Tottenham Floored by Resurgent Newcastle

Sports-direct-protes_466Cunning work from Spurs this weekend as they binned off their habit of drawing too many games and replaced it with straight up losing them. Draws are for squares, as the old saying goes. What’s really cool, is throwing away leads against teams mired in the relegation zone.

Newcastle United were the happy benefactors of this new direction. A side, who, up until their accumulator-wrecking win over Liverpool last week, looked like genuine candidates for the Premier League’s worst ever. A squad laden with radioactive levels of ennui; directionless, heroically bad at defending and led by a manager entirely bankrupt of ideas. All the key components were there.

Alan Shearer would use his time on MotD to openly criticize them, often to compelling lengths. I just cannae believe what am seein’, he’d urge, as his beloved former club circled the drain, just waiting for the merciful plop! into the Championship.

That’s the team Spurs lost to this weekend. Only it wasn’t that team. It was something different.

It’s been speculated that Newcastle’s performance levels spike when their games are televised. The idea being that the half-arsed want-away stars are so desperate for moves to bigger clubs, yet so unwilling to summon the energy that one would require, they’ll only make a token effort once the Sky cameras come rolling in.

The evidence is quite damning. Despite every game being broadcast in some capacity anyway— whether it’s in a different continent or by means of some hooky backdoor internet feed— Newcastle certainly raise their standards against the top sides. The big ticket fixtures have yielded surprisingly respectable results for them this season. Indeed, through Chelsea, Liverpool, United and now Spurs, the Magpies have accrued 50% of their total points.

Whatever the case, after a lively opening half, Tottenham were undone much too easily. There was nothing revolutionary about what Newcastle were doing after the interval and it’s rather a worry that Spurs appeared to be overcome by the breakthrough tactic of ‘running around a bit more’ and ‘trying’. With the excellent Ayoze Pérez at the heart of it. Why Newcastle hadn’t thought of this before must be a cause of great confusion for Steve McClaren.

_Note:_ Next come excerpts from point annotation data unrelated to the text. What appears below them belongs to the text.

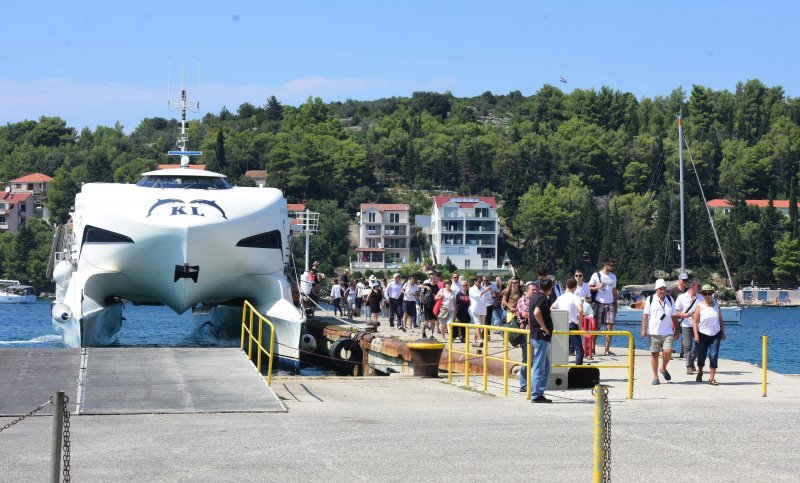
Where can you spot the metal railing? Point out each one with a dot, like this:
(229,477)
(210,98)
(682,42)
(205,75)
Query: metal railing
(487,357)
(255,341)
(631,350)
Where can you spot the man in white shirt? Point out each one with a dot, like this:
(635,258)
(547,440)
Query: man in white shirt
(604,283)
(477,308)
(394,294)
(582,290)
(658,323)
(573,304)
(684,309)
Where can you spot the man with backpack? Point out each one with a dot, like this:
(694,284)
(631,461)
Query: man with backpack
(659,323)
(603,287)
(684,309)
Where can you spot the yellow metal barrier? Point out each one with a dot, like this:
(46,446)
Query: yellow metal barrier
(628,366)
(254,341)
(764,339)
(486,358)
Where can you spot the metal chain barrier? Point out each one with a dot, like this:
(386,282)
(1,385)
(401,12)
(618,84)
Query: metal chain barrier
(66,443)
(26,416)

Just a grain of impetus from them and suddenly anything is possible. Fabricio Coloccini is zipping off through-balls like Iniesta and Moussa Sissoko, perhaps the ultimate fair-weather player, has miraculously morphed into a beacon of midfield dynamism. A one-man Carré Magique.

In a sea of disappointment, Erik Lamela might’ve been Spurs’ best player. His levels didn’t dip even as the second half began to sour. While plenty around him appeared to be losing their heads— Walker failing to track his man for a golden Mitrović chance, or Danny Rose trying to execute a volleyball spike, the free-kick from which led to Newcastle’s equaliser— the young Argentine kept his.

Energetic, nimble-footed, thrifty in possession. He’s quickly turning into someone who Spurs can really depend on. He mightn’t have taken another match ball home in a club shop carrier bag, it certainly wasn’t for a lack of endeavor.